This little poll attracted 571 responses.
Thank you to all who took part.
Your comments on the TV advert were varied and fascinating. The comments were generally less positive towards the advert than the voting – people who like things might take a few seconds to vote but don’t go out of their way to make a comment?
Question 1: Are you an RSPB member?
No – and I never will be in the future 9%
No – but I might be in the future 26%
Yes I am 65%
Many people responded that as far as they were concerned the advert wouldn’t make much difference to how they felt about the RSPB (42%) but 23% would feel a bit keener to support the RSPB and 19% a lot keener to support them: only 16% of respondents said the advert would make them feel less keen to support the RSPB (6% a lot less keen and 10% a bit less keen).
Results like this will have persuaded the RSPB that this advert was worth the money – 42% of people seeing this advert felt keener (or much keener) to support the RSPB, and that figure is much higher than the number of people where the reaction was to feel less keen to support the RSPB (only 16%).
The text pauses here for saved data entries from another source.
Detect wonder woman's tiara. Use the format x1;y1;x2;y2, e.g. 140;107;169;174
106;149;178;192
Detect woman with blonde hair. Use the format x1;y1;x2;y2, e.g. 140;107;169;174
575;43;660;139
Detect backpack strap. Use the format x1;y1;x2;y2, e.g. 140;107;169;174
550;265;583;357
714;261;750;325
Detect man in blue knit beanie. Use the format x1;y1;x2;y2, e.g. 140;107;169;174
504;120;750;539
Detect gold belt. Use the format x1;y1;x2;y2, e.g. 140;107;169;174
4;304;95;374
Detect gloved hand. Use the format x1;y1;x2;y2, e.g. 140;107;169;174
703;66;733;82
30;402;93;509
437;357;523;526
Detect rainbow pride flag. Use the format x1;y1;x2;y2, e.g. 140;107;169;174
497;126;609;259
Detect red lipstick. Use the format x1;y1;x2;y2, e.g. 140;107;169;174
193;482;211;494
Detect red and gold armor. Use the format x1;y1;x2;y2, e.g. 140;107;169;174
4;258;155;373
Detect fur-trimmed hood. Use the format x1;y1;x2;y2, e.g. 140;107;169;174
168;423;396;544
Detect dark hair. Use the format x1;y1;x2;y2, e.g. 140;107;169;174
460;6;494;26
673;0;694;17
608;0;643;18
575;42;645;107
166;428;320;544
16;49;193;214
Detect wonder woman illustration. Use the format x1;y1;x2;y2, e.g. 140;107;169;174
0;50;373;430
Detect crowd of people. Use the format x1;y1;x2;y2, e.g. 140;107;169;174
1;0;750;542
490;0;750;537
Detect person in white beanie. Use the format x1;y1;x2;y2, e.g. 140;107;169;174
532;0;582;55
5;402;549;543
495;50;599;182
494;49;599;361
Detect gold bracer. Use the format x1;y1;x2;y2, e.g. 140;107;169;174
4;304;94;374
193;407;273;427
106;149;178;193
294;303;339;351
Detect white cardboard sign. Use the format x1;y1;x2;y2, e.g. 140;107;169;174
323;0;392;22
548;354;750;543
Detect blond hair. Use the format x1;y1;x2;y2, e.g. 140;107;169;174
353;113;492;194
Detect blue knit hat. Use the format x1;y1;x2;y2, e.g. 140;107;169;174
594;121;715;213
Question 3: How do you think that watching this advert will, on the whole, make people in general feel about supporting the RSPB?
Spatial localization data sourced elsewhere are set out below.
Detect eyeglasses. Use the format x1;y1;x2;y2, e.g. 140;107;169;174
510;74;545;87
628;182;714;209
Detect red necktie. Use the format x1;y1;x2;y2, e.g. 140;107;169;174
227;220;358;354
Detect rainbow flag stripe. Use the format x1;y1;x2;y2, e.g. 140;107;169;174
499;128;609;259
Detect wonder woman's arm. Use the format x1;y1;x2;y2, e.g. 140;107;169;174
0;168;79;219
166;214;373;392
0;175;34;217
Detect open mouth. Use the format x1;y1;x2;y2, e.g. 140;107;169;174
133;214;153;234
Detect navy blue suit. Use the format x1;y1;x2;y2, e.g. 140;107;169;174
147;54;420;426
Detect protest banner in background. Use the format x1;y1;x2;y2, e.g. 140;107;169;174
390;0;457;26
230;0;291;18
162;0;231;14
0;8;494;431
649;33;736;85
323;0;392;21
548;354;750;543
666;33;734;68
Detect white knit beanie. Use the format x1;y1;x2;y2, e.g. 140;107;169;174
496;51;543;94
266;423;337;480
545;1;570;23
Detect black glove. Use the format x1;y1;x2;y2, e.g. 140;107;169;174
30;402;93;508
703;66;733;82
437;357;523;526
There is more good news here for the RSPB (although, clearly it isn’t ‘news’ because they will have tested this advert before releasing it into the ‘wild’.
Most people (54%) thought that the general public would be keener to support the RSPB after watching the advert and only 5% thought that people would be put off (leaving 40% who didn’t think it would make much difference).
So, to summarise; overall, visitors to this website liked the advert themselves or weren’t much bothered about it either way, and thought that the general public would receive it even more favourably. There was an element of ‘I don’t mind it, in fact I quite like it, but others will like it more than I do‘.
We can take this analysis a little further – and it’s interesting if we do.
Not surprisingly, on this website, most respondents are RSPB members (well done!). Of those who aren’t members some say they will never be members. Although these people may see the light in future they are obviously not very warm to the RSPB at the moment. But some people are ‘warm’ non-members – we might call them ‘prospects’.
If you want to grow your support (financial, moral, volunteering etc) then ideally anything you do will keep the existing members happy and make the prospects even happier. In other words you maintain your current supporters but recruit some prospects. We can look to see if this seems to be the case – and it is.
When answering Question 2, 15% of RSPB members and 13% of prospects ‘didn’t like it’ – both are small numbers.
44% of RSPB members were not much influenced by the advert, but 22% said they felt keener to support the RSPB and 19% said they felt a lot keener – that looks like maintaining your supporter base to me. But when it came to prospects, 30% were relatively unmoved whereas 32% were a bit keener on giving the RSPB their support and 23% were a lot keener to support the RSPB.
This is just what you want an advert to do – or indeed any communication to do. If the tests that the RSPB carried out gave similar results, and I am sure they will have been much more detailed but broadly similar, then this advert is very good. This is what the RSPB Board and Council will have been told something like this by the new Fundraising and Communications Director, Beth Thoren: ‘Some people don’t like it (but not many people) and quite a lot of them didn’t like us anyway. Current members mostly like it or aren’t bothered either way. Prospects like it a lot and feel keener to support us. Give me the money and I will increase the RSPB’s membership.’
There are things that can go wrong but this looks like a sound strategy. Is enough money being invested to make sure that people do actually see the advert – I haven’t seen it on TV except once when I went looking for it? Will that investment take resources away from other areas that are important in maintaining support – like actually doing some conservation work? Were people telling the truth about how they felt and will that actually translate into action, money, support? Will the RSPB’s competitors raise their game and nullify any impact? We’ll see.